Most Asian stocks sink on US sell-off
Most Asian stock markets sank Tuesday, led by Japan, following a big sell-off in the U.S.
Investors in Asia took their cues from the U.S., where markets had their worst day of the year so far. Confidence among investors, who are assessing the prospect of further gains after a strong 2013, was sapped by a weak U.S. employment report last week.
Japanese stocks resumed trading after a holiday Monday, with the Nikkei 225 diving 2.1 percent to 15,585.89. Investors were getting their first chance since Friday to react to the U.S. jobs report, which showed December hiring slowed sharply, as well as the movement in the yen, which has risen strongly since last week.
Hong Kong's Hang Seng inched down 0.1 percent to 22,858.44 and Seoul's Kospi dropped 0.2 percent to 1,943.89. Australia's S&P/ASX 200 dived 1.3 percent to 5,225.50. China's benchmark Shanghai Composite Index, however, added 0.6 percent to 2,020.98.
"Equity markets and risk assets in general are having a decidedly shaky start to the year," Mitul Kotecha, head of global markets research for Asia at Credit Agricole CIB, said in an email. "Worries ahead of fourth quarter earnings releases and perhaps concerns about the economy in the wake of the disappointing U.S. December jobs report weighed on U.S. equities overnight."
Markets have also been perturbed by comments from the president of the Federal Reserve's Atlanta branch raising the prospect of ongoing reductions in economic stimulus. Dennis Lockhart said Monday he would support further cuts "over the course of this year" if the economy continued to improve.
The Fed has said it will make an initial $10 billion cut to its $85 billion of monthly bond purchases that have supported economic recovery by keeping interest rates low.

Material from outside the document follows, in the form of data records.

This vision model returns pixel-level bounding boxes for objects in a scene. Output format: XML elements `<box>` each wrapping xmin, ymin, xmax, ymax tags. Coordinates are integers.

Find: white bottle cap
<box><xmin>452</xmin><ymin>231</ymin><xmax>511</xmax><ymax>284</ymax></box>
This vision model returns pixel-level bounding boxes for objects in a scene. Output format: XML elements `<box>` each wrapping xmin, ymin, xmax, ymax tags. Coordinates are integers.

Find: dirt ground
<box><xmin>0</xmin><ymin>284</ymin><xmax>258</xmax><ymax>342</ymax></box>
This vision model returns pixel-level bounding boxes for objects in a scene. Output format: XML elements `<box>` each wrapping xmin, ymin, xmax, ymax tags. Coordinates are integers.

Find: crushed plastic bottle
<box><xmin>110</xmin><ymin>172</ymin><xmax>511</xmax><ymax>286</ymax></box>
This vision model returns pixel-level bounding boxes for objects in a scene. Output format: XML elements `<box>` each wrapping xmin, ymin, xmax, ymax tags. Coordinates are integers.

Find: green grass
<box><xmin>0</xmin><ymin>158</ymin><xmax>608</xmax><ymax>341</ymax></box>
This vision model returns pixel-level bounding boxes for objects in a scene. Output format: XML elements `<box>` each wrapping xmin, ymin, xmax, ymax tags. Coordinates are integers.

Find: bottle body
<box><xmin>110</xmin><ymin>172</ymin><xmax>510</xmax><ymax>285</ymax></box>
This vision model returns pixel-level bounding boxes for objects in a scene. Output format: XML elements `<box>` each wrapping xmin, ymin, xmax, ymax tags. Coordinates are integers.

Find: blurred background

The Dow Jones industrial average fell 1.1 percent to 16,257.94. The Nasdaq composite dropped 1.5 percent to 4,113.30. The Standard & Poor's 500 dropped 1.3 percent to 1,819.20, its biggest decline since Nov. 7.
In energy markets, benchmark crude for February delivery was up 14 cents to $91.94 in electronic trading on the New York Mercantile Exchange. The contract fell 92 cents to close at $91.80 on Monday.
In currencies, the dollar strengthened to 103.44 yen from 103.21 yen in late trading on Monday. The euro was little unchanged at $1.3666.